Be Book Smart

Esri Press Expands Your Reading List with Four New Titles, including GIS for Science and Smarter Government

Whether you are interested in learning how GIS can be applied in science, government, conservation, utilities, public safety, homeland security, or other fields, Esri Press has a book for you.

The four latest titles focus on science, government, the 2020 Census, and geodatabases and will be published as print editions and e-books this month or in July. If you attend the Esri User Conference in San Diego, California, next month, be sure to drop by the Esri Store to browse for books about GIS and other related topics that appeal to you.

GIS for Science: Applying Mapping and Spatial Analytics

One book that’s sure to garner interest in the scientific community will be GIS for Science: Applying Mapping and Spatial Analytics. It’s a compilation of stories written by scientists and other researchers who are using GIS technology on projects as diverse as mapping global ecosystems; analyzing landslides, tsunamis, and other natural hazards; studying issues such as climate change; mapping ancient settlements; and studying the surface of Mars.

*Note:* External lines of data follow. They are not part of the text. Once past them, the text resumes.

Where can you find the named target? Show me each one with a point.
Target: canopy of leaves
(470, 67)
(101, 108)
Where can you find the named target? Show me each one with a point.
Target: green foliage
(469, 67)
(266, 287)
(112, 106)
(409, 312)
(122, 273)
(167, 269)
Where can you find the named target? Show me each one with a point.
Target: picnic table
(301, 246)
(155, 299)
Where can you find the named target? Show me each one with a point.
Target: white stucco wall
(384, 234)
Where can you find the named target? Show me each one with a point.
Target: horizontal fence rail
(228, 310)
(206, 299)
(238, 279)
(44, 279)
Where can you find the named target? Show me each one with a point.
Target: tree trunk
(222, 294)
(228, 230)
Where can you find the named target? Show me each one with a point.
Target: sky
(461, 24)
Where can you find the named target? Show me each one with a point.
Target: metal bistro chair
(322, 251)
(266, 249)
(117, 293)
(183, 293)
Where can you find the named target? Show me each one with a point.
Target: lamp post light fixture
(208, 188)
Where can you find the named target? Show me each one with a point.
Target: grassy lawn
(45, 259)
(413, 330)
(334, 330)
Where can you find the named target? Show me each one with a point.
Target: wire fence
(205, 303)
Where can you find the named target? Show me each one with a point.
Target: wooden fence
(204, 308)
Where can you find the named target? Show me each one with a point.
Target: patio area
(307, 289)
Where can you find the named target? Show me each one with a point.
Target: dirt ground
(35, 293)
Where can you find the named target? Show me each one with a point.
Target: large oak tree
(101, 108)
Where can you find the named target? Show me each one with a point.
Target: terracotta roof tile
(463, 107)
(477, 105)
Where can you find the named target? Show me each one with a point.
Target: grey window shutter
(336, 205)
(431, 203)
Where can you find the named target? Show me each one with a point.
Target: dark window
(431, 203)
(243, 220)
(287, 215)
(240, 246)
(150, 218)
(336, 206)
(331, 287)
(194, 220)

“This book is full of examples that show how GIS advances rigorous scientific research,” Esri president Jack Dangermond and Esri chief scientist Dawn Wright said in the book’s introduction. “It shows how many science-based organizations use ArcGIS [software] as a comprehensive geospatial platform to support spatial analysis and visualization, open data distribution, and communication.”

GIS for Science is currently available as an e-book.

One story, “Mapping Ancient Landscapes,” was written by Jason Ur, professor of anthropology and the director of the Center for Geographic Analysis at Harvard University, and Jeffrey Blossom, the center’s GIS service manager. They documented how a team of archaeologists from around the world used GIS, historical satellite imagery, georeferenced drone imagery, and archaeological fieldwork to study the ancient settlements of the Assyrian Empire in what’s now the Kurdish-controlled region of Iraq. Some archaeological sites are located near growing communities, and the archaeologists need to work quickly in some cases, as new houses are going up fast.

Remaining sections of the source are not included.